Show Abstract | Download Original | Original Source | Check in Google Scholar | DOI: 10.31603/mesi.11646

Abstract

This study focuses on optimizing the CNC plasma cutting process for Stainless Steel 410 alloy, a type of martensitic stainless steel known for its high strength, hardness, and good corrosion resistance, using Response Surface Methodology (RSM) combined with advanced optimization methods. Key input variables, including cutting current, speed, and torch height, were systematically analyzed to enhance cutting efficiency by minimizing machining time and surface roughness while maximizing material removal rate.

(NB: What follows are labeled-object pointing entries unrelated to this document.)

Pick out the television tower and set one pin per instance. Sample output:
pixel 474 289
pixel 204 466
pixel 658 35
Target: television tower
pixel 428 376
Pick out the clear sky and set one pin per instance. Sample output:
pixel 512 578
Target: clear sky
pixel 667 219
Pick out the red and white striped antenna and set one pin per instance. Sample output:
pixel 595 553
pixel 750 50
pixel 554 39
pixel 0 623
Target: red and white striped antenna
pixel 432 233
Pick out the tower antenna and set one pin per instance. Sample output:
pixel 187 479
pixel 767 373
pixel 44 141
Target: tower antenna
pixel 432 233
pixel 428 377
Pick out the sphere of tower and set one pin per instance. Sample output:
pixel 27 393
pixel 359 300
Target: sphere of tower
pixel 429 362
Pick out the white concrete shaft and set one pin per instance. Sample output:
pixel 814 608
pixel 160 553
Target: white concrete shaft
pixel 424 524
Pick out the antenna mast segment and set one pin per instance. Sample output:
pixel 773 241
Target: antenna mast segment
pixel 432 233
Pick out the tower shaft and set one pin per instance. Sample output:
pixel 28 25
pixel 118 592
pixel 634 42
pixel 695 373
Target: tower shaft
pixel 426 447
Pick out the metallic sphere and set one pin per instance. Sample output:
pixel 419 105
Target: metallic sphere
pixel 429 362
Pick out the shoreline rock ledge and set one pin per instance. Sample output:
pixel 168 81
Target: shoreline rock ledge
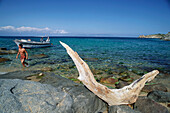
pixel 23 96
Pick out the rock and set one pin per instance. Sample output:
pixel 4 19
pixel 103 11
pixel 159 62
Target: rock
pixel 3 48
pixel 154 87
pixel 91 59
pixel 121 109
pixel 7 52
pixel 39 56
pixel 159 96
pixel 108 80
pixel 18 96
pixel 83 100
pixel 47 69
pixel 60 94
pixel 4 60
pixel 146 105
pixel 121 84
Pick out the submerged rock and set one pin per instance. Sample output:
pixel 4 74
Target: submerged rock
pixel 146 105
pixel 121 109
pixel 154 87
pixel 159 96
pixel 4 60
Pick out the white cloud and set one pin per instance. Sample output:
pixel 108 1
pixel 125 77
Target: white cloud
pixel 24 29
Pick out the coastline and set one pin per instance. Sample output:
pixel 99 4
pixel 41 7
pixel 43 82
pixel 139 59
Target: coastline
pixel 165 37
pixel 110 72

The experimental approach utilized a Central Composite Design (CCD) with 18 trials and Analysis of Variance (ANOVA) to validate linear models as optimal predictors for response variables. Results indicate that cutting speed significantly influences machining time and material removal rate, while cutting current and torch height also influence surface roughness. To improve prediction accuracy and explore the parameter space beyond experimental trials, Artificial Neural Networks (ANN) were implemented, demonstrating superior predictive capabilities compared to RSM alone. Moreover, Multi-Objective Genetic Algorithm (MOGA) and Multi-Objective Ant Lion Optimizer (MOALO) were employed to refine optimization outcomes, addressing trade-offs between conflicting objectives. The optimal configuration, identified as a cutting current of 85.31 A, a speed of 1500 mm/min, and a torch height of 5 mm, achieved a machining time of 0.665 minutes, a surface roughness of 1.77 μm, and a material removal rate of 77.08 g/min. These findings underscore the effectiveness of integrating statistical methods with machine learning and advanced optimization algorithms for precision manufacturing. The study offers a comprehensive framework for improving process efficiency and quality in CNC plasma cutting, catering to the growing demand for high-performance cutting techniques in the steel industry.